Because of many generations of his family’s extensive service in the U.S. military going back to the Revolutionary War including his father who served as a research Ph.D. at Walter Reed Hospital during WWII where he created a medication for use in treating wounds infected by bacteria, 1SG Goorley early on had a strong desire to join America’s military. 1SF Goorley voluntarily enlisted in the U.S. Navy Reserve 30,1963 at Monroe, LA, completed Boot Camp at the Naval Base San Diego, CA, and completed the one year of Navy Reserve at his home in LA. He then completed two years of active Navy service with six months of training as a fire control technician followed by 1.5 years working as an optical rangefinder on the main battery fire control on the USS Brush DD-745 destroyer whose home port was Long Beach, CA. This Vietnam service resulted in serious health issues years later. He then returned home to LA, used the G.I. Bill and graduated with a B.S. Degree in Oriental History from LA Tech.

After his military service in the Navy Reserve, 1SG Goorley worked for Olin Kraf Paper Company in West Monroe, LA, in sales for five years. Afterwards, he worked for other paper companies including Crown Zellerbach Paper Company for four years working in sales and traveling throughout the southeast U.S.A. He then worked full time for an automobile painting company, Ultracolor in Birmingham, AL, for 10 years.
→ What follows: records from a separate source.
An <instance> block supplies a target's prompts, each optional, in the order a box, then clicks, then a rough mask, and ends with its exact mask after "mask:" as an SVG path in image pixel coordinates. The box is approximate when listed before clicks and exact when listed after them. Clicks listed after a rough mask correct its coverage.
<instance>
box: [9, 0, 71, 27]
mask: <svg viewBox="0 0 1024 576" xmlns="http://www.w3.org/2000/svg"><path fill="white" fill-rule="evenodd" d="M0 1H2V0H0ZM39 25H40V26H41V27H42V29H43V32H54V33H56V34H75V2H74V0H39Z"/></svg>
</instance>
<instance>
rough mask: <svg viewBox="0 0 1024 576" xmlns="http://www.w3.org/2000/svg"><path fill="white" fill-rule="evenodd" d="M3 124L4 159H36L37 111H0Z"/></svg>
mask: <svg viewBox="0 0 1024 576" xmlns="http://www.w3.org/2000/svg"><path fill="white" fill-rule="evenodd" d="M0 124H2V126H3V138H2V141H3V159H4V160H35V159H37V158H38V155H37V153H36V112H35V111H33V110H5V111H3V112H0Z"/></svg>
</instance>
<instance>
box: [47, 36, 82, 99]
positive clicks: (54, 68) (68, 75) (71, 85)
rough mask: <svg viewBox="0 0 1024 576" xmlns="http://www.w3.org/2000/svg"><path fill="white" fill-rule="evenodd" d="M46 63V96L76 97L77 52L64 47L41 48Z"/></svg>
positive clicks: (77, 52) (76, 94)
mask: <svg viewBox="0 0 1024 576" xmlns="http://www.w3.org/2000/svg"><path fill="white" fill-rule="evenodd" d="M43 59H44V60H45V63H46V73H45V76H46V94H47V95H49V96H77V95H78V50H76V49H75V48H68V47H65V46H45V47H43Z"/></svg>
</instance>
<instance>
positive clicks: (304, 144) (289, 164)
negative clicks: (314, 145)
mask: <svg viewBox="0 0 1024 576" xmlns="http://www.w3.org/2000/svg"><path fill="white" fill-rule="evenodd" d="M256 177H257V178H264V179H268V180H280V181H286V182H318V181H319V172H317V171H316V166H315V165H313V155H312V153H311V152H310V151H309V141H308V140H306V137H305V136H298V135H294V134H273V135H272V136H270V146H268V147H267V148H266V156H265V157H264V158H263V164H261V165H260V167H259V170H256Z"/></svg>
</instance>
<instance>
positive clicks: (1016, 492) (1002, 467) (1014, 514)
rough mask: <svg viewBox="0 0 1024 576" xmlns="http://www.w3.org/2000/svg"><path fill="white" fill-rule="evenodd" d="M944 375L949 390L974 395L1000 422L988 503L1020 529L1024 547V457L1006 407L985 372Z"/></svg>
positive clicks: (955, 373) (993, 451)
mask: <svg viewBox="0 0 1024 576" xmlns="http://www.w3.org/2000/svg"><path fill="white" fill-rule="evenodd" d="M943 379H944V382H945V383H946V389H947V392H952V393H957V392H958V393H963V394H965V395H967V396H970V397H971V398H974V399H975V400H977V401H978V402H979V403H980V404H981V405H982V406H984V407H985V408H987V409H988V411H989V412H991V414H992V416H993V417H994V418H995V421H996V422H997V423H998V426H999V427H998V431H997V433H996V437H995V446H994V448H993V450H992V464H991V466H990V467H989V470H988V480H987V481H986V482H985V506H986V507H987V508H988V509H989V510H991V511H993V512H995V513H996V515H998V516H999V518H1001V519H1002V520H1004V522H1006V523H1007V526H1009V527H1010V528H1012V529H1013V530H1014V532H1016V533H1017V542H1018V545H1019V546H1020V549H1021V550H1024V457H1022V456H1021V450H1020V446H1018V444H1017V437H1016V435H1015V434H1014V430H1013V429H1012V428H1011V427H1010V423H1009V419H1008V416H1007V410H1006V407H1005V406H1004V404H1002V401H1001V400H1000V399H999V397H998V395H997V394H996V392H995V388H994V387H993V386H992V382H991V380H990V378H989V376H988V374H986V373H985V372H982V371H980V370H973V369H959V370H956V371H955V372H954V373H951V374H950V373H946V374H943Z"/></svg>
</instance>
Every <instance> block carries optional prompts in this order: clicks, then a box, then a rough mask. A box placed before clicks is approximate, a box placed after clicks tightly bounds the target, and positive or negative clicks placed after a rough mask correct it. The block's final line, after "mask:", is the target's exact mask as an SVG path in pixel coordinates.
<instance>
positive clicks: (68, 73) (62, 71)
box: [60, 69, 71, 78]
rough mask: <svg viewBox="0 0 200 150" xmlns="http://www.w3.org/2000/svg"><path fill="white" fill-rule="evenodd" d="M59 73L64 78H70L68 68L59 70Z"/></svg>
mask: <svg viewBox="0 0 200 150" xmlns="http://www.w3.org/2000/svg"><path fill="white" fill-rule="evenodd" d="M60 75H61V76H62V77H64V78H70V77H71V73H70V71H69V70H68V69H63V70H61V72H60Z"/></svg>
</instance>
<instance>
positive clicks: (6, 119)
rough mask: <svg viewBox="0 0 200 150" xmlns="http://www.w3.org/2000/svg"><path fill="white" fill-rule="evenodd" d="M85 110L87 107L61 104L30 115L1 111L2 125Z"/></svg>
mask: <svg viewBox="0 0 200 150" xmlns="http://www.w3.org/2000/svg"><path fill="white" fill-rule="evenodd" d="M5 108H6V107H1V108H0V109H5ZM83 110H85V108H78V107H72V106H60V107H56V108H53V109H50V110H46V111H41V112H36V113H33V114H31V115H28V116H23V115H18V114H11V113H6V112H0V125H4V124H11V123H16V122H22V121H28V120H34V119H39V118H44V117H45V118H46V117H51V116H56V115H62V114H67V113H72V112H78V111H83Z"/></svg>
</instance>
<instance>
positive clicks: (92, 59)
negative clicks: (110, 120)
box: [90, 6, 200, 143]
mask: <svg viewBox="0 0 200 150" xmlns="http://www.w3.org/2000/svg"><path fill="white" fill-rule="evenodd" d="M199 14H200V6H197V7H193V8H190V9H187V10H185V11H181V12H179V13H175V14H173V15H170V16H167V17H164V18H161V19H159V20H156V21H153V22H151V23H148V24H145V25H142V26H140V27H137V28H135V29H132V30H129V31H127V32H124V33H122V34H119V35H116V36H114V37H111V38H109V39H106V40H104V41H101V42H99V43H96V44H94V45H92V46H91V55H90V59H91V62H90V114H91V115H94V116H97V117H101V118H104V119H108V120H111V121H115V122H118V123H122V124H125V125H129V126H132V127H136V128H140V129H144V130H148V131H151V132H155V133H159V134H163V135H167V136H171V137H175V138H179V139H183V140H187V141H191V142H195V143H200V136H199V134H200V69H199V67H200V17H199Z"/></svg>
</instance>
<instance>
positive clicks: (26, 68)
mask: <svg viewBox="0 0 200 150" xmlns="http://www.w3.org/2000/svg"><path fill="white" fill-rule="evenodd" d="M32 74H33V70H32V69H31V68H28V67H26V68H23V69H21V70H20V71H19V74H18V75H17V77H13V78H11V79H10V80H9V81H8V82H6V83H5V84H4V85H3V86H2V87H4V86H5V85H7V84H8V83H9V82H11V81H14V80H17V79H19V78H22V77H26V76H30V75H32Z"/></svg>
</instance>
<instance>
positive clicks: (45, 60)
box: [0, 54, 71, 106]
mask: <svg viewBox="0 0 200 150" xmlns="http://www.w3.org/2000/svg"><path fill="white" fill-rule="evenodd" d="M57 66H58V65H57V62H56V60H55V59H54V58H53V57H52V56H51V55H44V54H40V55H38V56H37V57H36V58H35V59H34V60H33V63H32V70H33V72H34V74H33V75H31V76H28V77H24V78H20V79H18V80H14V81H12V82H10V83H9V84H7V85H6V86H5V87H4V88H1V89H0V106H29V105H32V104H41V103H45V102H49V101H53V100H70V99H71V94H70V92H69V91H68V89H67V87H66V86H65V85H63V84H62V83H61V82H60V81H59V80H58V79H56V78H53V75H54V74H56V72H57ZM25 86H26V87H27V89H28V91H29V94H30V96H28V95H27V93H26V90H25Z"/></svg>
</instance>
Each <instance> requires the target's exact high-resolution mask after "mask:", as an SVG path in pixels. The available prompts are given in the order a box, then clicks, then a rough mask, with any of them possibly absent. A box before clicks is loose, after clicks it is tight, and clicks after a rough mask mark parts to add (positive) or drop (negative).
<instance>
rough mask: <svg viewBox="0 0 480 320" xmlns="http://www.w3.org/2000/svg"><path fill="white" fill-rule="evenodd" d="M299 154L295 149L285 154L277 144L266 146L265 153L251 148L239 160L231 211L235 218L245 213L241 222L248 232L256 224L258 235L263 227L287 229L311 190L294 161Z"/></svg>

In October 1980, 1SG Goorley resumed his military service by going into the Army National Guard training with Special Forces. He also worked between the assignments with the military. He worked with UltraColor 11 years helping the company set up businesses throughout AL. He was attached to Special Forces Regional Commands, the European Theater for Special Operations Commands and Special Operations South working in Central and South America. He also served in the Middle East for four years, and he went to serve with the Special Operations Detachment South headquartered in Jackson, MS. This Special Unit served in South and Central America and the Middle East. He deployed to Djibouti, a country in the Horn of Africa bordered by Somalia where his job was building the base structures for the base for six months. He returned to the U.S.A. serving at the U.S. Central Command (CENTCOM) at Mac Dill Air Force Base, Tampa, FL. From there, he served at CENTCOM (FWD) in the Middle East during the Global War on Terror. He then worked six months as a liaison with Joint Operational Command, Special Operations LNO at Doha, Qatar, on the Persian Gulf. He retired from all military service in 2006, and he returned to the U.S.A. to Montgomery first as a program manager with Torres, AES, a security, program and language services company with military contracts supplying interpreters in Afghanistan and Iraq for five years and setting up guards at the Embassy and at apartments for Embassy personnel in Brundi, Africa. He then became project manager serving 12 Army bases in Iraq and again to Afghanistan working with interpreters. He also served as the project manager setting up and training local guards of the embassies at Amman, Jordan, and at Buenos Aires, Argentina. 1SG Goorley retired from all full time employment in 2014.

Since his retirement, 1SG Goorley has been involved with a hurricane relief company supplying food and water. He and his wife, Laurice, have been married 29 years. He belongs to the Disabled American Veterans.

ISG Goorley’s conclusions about what serving in the U.S. Military means to him are: “It was a family tradition, and it was important to keep that. I was just a simple soldier.”

THE VIEWS OF SUBMITTED EDITORIALS MAY NOT BE THE EXPRESS VIEWS OF THE ALABAMA GAZETTE.